New to the farmer’s market this year is a partnership with U of G’s Wellness Centre, which purchased 300 reusable bags, filled them with produce purchased from the farm and gave them away to incoming students during Orientation Week in September.

Students taking “Horticulture 3510: Vegetable Production,” taught by Scroggins, work on the farm and learn how to tend and harvest crops. Some of them also work at the farmer’s market, where they help customers decide what to buy and how to prepare it. Recipe cards are available for free, featuring meal ideas such as fettuccine with Parmesan and Swiss chard, braised leeks and roasted garlic.

Fall favourites such as pumpkins and squash are abundant now, as are peppers and zucchini. Less than perfect produce is on sale at a discount, offering students an affordable option for healthy food.

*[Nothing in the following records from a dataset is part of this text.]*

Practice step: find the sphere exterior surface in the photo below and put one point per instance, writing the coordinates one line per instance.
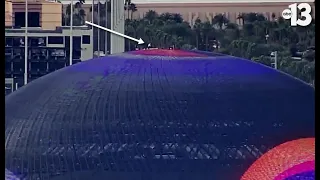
(293, 160)
(165, 114)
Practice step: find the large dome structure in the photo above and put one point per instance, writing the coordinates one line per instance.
(153, 115)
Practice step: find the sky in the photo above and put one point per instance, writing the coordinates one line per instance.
(196, 1)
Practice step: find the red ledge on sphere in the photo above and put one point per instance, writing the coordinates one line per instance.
(167, 52)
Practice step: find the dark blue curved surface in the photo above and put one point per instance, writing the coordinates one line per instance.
(310, 175)
(150, 117)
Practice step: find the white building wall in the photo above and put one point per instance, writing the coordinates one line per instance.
(117, 24)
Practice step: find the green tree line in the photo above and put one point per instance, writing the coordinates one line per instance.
(255, 39)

Julie Trus, a first-year environmental sciences student who works on the farm, hopes that customers gain a better understanding of why organic produce often costs more than produce treated with herbicides and pesticides. It takes more time and effort to grow fruits and vegetables without the use of chemicals. Weeds are picked by hand, she explains, and crops are grown on a rotational basis so that any pests in the soil don’t affect subsequent crops.

“If you can appreciate the work that goes into it, you’re more willing to spend more on organic food,” she says. “You have to work with the environment as opposed to trying to control it.”